A border town street market
There are other names used to refer to these informal markets in Tijuana, too, like the name Tianguis that has an indigenous origin in the ancient Nahuatl language. The diversity of names stems from a long and diverse history of popular markets in Mexico that can be traced back to the pre-Hispanic era. A variety of studies discuss the market tradition in Mexico, such as El Tianguis de Toluca: Una Reminisencia de los mercados prehipanicos (1995) by Marcelin Castillo.
In Tijuana, the sobreruedas is a massive and rapidly growing phenomenon. La Frontera (www.frontera.info), a local newspaper, reported in October of 2011 that the number of permits given by the mayor´s office to vendors working in these kinds of markets has risen dramatically in the last five years. An official report published by the Dirección de Inspección y Verificación Municipal, the office that grants this type of permit, found that from 2005 to 2010 the number of permits had shot up from 8,435 to 14,138, an increase of 68%.
The main explanation for this social and economic phenomenon is the expansion of informal labor caused by the growth of unemployment in México and the low wages paid in most of the formal enterprises. Both of these factors have led to a massive expansion in the informal economy, not only in Tijuana but in the whole country.

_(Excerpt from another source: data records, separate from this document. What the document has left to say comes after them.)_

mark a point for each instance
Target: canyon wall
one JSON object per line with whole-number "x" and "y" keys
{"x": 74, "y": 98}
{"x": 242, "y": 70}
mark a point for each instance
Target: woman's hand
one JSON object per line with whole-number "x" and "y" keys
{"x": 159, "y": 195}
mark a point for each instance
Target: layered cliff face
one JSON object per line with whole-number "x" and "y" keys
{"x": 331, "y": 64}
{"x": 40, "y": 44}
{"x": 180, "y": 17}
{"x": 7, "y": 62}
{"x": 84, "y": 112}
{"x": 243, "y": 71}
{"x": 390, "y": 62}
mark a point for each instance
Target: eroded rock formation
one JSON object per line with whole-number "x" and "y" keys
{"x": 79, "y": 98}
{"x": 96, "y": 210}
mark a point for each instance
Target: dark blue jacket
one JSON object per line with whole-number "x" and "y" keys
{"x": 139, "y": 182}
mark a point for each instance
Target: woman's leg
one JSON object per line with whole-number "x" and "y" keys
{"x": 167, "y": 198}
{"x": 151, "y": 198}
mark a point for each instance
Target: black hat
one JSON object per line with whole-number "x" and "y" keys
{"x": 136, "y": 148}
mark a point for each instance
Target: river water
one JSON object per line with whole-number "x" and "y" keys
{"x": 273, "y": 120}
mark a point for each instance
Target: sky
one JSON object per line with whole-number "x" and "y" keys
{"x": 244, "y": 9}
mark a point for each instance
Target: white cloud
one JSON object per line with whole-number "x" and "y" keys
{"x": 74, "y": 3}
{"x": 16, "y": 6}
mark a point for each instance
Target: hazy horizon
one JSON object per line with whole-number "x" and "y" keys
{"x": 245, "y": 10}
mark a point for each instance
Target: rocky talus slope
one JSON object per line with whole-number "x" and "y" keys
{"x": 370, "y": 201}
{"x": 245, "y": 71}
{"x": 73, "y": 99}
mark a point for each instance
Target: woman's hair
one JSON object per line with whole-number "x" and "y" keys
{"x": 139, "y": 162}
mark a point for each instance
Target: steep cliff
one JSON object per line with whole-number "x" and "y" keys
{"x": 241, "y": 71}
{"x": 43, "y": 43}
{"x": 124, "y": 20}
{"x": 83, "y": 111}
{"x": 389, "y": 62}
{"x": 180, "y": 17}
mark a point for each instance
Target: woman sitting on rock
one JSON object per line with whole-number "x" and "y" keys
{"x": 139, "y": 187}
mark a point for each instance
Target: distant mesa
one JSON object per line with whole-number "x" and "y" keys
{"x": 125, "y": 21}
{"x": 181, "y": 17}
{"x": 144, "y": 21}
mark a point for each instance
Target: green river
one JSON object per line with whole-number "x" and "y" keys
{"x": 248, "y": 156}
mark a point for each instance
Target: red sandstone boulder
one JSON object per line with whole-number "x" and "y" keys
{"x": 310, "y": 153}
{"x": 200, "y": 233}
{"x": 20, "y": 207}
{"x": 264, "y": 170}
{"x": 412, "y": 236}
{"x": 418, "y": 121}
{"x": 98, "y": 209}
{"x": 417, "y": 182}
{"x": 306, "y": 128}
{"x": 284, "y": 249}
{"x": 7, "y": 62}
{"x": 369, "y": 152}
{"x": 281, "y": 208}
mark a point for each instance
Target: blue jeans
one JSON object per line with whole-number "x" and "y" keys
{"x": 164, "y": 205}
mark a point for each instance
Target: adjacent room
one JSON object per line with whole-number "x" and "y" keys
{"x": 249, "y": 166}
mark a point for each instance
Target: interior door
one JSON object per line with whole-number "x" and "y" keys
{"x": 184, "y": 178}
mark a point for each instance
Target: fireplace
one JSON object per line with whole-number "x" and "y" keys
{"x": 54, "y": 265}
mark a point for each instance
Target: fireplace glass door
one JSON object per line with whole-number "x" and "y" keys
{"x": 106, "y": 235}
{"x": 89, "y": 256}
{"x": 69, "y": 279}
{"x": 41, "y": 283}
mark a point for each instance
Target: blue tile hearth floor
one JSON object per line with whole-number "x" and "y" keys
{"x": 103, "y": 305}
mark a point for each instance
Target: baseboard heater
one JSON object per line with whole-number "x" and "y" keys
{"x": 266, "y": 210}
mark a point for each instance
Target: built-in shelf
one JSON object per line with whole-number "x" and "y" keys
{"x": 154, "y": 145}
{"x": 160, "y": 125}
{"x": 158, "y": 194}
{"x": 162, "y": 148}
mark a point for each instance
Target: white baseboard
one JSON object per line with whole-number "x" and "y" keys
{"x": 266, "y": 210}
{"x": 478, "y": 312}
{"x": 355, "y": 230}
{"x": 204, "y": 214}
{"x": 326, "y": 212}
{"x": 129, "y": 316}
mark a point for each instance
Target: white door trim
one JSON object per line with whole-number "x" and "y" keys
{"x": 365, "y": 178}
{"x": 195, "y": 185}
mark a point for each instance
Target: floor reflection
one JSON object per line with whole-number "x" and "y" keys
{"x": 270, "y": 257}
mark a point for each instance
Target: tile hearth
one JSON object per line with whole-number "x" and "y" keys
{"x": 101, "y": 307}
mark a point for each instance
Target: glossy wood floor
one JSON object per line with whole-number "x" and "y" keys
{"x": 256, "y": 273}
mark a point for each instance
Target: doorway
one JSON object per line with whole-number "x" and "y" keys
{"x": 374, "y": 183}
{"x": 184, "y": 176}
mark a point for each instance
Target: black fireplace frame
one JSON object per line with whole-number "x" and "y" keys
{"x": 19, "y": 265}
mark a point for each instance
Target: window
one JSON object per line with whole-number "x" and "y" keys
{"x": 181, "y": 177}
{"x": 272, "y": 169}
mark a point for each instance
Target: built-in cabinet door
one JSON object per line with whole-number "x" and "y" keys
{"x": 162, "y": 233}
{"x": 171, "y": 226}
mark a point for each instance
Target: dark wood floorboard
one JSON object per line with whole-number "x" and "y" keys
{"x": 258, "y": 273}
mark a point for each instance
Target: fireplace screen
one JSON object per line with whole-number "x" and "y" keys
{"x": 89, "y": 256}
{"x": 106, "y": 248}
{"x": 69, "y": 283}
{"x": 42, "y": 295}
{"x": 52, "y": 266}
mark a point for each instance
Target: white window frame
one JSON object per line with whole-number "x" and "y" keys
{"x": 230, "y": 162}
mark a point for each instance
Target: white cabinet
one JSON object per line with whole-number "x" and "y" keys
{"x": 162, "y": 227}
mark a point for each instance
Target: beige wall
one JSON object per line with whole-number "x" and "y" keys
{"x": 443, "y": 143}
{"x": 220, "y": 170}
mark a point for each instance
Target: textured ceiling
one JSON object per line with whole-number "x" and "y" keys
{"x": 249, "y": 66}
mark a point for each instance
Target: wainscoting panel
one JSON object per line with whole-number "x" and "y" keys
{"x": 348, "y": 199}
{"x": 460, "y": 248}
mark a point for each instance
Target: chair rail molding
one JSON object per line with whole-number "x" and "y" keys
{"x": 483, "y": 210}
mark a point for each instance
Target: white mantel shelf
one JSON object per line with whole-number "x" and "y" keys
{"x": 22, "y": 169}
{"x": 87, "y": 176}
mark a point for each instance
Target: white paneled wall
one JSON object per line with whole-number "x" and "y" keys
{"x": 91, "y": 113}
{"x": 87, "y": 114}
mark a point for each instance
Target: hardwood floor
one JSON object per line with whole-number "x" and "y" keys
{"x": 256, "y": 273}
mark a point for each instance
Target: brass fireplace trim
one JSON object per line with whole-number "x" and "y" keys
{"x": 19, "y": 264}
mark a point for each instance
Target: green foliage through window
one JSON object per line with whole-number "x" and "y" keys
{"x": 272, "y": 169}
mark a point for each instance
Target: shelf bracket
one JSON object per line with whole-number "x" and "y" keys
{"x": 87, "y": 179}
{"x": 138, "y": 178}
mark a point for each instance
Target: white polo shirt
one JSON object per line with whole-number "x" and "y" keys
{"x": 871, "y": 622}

As an economic phenomenon, the sobreruedas markets in Tijuana fulfill two distinctive functions: providing work for thousands of people amidst the ups and downs of the fragile economy of Mexico, and serving the marginal sectors of society with basic goods. Since the early twentieth century the mercado sobreruedas has brought basic products such as food or clothes to the slums on the margins of the city. Still, today, most of the markets in Tijuana can be found in the popular, less affluent neighborhoods of the city.